Haiku delivers the same level of performance as the larger Claude 3 Opus model for the same price and speed as the previous generation. It also outperforms the original Claude 3.5 Sonnet and GPT-4o on SWE-bench Verified, with a score of 40.6 %.
Claude 3.5 Haiku will be rolled out next month as a text-prompt-only model. Future image inputs will be possible.
The shift to AI agents is widespread.
The model is placed in the hands of AI agents, tools that can autonomously perform complex tasks thanks to Claude 3.5 Sonnet’s ability to use computers.
” Anthropic’s choice of the term ‘ computer use ‘ instead of’ agents ‘ makes this technology more approachable to regular users”, Yiannis Antoniou, head of Data, Analytics, and AI at technology consultancy Lab49, told TechRepublic in an email.
Agents are becoming the essential tools in businesses as they take the place of AI copilots, which are tools designed to assist and suggest suggestions to the user rather than act independently. According to the Financial Times, Microsoft, Workday, and Salesforce have all recently placed agents at the core of their AI plans.
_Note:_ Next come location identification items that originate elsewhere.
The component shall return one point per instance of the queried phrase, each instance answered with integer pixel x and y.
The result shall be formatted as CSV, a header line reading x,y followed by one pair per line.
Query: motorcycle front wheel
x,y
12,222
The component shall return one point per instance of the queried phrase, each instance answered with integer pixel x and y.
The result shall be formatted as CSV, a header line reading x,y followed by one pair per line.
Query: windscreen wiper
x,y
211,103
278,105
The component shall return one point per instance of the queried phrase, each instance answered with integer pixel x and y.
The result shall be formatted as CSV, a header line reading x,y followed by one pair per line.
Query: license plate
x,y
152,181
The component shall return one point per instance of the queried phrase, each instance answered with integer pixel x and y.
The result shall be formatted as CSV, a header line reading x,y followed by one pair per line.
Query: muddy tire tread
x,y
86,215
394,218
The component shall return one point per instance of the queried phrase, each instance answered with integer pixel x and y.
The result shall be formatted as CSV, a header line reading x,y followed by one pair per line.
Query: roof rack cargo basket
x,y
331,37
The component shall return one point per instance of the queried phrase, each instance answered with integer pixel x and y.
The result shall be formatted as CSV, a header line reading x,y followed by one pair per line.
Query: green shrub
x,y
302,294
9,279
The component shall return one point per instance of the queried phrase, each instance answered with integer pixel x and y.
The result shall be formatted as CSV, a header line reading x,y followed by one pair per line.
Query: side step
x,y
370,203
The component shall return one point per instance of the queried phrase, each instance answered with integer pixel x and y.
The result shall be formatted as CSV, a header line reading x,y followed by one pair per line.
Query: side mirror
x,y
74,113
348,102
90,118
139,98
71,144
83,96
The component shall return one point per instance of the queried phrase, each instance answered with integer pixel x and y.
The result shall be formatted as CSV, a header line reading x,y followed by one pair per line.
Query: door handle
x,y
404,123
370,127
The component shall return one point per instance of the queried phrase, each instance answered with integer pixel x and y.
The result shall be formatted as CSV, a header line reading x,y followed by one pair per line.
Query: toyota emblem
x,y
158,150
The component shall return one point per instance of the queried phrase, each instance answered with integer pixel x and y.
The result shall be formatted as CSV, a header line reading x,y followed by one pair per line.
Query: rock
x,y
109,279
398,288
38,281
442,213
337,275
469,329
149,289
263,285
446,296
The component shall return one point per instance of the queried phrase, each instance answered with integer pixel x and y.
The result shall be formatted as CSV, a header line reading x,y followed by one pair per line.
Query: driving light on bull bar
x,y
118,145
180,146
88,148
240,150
In September, Salesforce unveiled Agentforce, a platform for deploying generative AI in areas such as customer support, service, sales, or marketing.
At this week’s SXSW Festival in Australia, IBM’s vice president of product management for its AI platform Armand Ruiz stated that the newest big development in AI will usher in an “agentic era,” in which specialized AI agents work with humans to improve organizational efficiency.
There is still a long way to go before AI can make it possible for us to perform these routine tasks and do it in a trustworthy way, and then do it in a way that is accessible for scale, explanation, and monitoring. ” But we’re going to get there, and we’re going to get there faster than we think”.
AI developers might even go as far as to say that no human intervention is required in their own creation. Meta announced last week that it would be releasing a” Self-Taught Evaluator” AI model that would be used to independently assess both its own performance and that of other AI systems, demonstrating the potential for models to learn from their own mistakes.